Who needs global capabilities when one market is the source of 76.5% of company profits?

General Motors Corp.'s home turf led the automaker to another quarterly record — this time for July-September, as the company posted an all-time third quarter high earnings of $1.33 per share. GM's worldwide income totaled $877 million, up from a strike-impacted net loss of $309 million year-ago.

General Motors 2nd Qtr Financial Results
1999 1998 % Chg.
Sales $42,794 $33,525 27.2
Net Income $877 ($309) 208.4
Earnings Per Share $1.33 ($0.52) 355.8
Unit Sales* 2,049 1,821 12.5
Note: Dollar sales and net income stated in millions; unit sales in thousands. E/S is earnings per share.
*Unit sales are worldwide wholesale deliveries.

In North America, income hit $671 million, compared to year-ago's strike-affected $595 million loss. Despite four straight financially strong quarters, the automaker still gets little respect from Wall Street. And it won't until it establishes a better track record, admits GM Chief Financial Officer J. Michael Losh.

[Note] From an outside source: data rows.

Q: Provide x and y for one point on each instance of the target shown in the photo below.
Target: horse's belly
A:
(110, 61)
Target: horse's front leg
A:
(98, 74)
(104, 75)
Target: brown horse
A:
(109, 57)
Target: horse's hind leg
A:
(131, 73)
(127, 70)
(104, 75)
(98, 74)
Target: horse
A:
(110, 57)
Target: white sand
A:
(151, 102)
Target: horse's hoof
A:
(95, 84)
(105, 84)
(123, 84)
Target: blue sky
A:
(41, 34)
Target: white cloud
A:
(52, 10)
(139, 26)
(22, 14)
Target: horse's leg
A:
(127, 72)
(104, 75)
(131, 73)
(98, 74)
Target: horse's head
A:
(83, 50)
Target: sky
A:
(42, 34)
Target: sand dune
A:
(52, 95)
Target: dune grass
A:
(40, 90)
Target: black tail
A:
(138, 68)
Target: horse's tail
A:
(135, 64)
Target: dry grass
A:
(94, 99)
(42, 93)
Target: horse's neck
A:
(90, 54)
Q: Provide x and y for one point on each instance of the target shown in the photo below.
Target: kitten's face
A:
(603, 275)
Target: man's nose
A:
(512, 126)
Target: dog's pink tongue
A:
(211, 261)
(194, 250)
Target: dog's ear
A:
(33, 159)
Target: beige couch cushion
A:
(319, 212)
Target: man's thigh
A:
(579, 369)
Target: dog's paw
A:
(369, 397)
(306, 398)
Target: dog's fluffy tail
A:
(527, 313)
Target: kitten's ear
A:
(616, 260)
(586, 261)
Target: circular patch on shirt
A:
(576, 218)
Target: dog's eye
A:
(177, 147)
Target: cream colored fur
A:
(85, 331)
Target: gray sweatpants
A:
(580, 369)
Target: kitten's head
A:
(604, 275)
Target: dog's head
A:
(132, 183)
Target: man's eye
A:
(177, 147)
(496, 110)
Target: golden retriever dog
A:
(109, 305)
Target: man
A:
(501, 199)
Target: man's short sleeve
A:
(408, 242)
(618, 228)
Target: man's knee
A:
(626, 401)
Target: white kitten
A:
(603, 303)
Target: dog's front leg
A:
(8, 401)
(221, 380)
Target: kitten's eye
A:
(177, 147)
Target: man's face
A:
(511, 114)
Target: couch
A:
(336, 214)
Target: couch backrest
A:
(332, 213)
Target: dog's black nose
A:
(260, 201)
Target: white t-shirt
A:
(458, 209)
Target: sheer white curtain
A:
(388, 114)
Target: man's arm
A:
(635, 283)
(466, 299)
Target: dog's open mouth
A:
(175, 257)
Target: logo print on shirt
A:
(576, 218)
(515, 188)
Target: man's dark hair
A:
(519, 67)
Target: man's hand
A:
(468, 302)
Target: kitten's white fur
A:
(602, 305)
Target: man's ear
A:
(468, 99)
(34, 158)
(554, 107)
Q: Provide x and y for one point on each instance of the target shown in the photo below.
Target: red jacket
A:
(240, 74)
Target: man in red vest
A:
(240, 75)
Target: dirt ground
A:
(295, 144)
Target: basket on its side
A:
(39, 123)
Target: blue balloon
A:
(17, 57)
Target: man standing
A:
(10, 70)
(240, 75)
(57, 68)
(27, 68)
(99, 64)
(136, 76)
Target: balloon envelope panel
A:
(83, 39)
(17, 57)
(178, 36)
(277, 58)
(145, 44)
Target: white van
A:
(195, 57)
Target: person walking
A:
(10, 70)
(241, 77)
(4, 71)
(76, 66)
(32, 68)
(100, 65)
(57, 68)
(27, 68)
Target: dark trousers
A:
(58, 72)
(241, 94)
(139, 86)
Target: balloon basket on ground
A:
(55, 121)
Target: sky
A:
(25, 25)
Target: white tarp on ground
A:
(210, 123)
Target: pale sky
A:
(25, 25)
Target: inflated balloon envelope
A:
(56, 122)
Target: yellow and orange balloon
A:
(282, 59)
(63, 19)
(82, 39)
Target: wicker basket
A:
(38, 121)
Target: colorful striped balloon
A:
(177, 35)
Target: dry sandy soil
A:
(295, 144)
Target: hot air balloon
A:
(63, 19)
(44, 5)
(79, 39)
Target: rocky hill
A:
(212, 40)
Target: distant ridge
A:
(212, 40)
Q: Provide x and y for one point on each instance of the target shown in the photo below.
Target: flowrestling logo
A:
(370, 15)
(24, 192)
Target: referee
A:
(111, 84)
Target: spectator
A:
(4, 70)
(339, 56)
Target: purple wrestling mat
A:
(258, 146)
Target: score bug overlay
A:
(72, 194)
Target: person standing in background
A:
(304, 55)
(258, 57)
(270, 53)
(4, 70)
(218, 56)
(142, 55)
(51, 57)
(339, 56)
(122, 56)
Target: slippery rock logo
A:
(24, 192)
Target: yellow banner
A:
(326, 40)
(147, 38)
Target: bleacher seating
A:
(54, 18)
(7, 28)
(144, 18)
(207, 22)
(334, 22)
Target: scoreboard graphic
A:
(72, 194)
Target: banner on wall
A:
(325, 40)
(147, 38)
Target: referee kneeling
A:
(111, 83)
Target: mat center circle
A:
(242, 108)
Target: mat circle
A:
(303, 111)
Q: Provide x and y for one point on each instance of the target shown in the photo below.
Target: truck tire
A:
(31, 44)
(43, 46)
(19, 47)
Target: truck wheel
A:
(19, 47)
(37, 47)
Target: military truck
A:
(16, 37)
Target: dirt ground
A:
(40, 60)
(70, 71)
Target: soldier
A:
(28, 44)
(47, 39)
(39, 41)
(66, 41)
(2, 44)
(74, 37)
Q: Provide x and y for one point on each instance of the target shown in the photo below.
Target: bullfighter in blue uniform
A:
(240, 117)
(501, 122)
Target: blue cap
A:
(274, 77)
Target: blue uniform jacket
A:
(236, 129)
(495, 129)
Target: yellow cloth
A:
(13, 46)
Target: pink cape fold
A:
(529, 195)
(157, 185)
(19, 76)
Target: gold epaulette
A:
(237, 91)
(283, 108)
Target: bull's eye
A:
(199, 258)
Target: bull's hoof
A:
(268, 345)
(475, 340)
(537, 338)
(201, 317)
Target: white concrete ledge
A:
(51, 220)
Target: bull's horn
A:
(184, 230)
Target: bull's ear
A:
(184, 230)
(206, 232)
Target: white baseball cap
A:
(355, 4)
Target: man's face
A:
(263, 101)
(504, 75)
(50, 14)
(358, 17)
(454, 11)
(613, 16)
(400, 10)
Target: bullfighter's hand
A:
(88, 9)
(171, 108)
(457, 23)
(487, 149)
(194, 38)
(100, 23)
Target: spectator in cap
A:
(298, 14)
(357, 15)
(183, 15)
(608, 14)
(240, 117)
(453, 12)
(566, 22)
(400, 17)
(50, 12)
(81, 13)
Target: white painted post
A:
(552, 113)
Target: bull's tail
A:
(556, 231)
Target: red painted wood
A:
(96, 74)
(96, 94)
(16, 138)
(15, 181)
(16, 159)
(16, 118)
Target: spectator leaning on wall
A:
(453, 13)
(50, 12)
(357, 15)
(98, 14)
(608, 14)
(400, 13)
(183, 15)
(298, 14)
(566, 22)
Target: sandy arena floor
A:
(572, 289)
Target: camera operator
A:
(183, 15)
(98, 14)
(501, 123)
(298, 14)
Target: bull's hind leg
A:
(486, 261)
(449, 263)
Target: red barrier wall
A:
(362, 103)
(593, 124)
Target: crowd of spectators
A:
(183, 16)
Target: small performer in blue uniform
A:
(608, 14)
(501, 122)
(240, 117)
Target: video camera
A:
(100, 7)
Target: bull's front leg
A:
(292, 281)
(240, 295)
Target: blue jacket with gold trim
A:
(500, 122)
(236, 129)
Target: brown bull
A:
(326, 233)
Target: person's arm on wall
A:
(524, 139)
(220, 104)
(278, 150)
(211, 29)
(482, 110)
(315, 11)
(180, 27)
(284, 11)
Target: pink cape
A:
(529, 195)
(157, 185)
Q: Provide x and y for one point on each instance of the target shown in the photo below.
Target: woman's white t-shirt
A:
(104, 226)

“There was a lot of our recent history where we did not earn our cost to capital. But as we post (return on net assets) over 12.5%, we are clearly exceeding our cost to capital. And that's what people on Wall Street are looking for,” says Mr. Losh, noting GM's RONA over the last four quarters is 14.2%.

GM North America's profit margin hit 2.4%, the first time it has missed its 5% goal since it posted a net margin loss of 3.1% year-ago.

In Europe, income slipped from $50 million in like-1998 to $32 million, a figure Mr. Losh believes will be respectable compared to at least some competitors. “The volume in total is quite good. However, the European market has tended to switch to a lower end product mix that puts pressure on all of us. And it's been characterized by extremely aggressive price competition,” Mr. Losh explains.

GM operations in Asia/Pacific lost $54 million after breaking even there year-ago. But there are isolated areas in the region — namely China and Thailand — that are on the comeback trail, Mr. Losh points out.

The strong quarter held GM's position at $16.7 billion, which will allow the company to continue a stock repurchase program and invest in facilities and machinery. Mr. Losh says GM's annual capital expenditures total $8 billion. “There's a lot of specific product programs and facilities improvements,” says Mr. Losh, who expects more such investments to “be announced in due time.”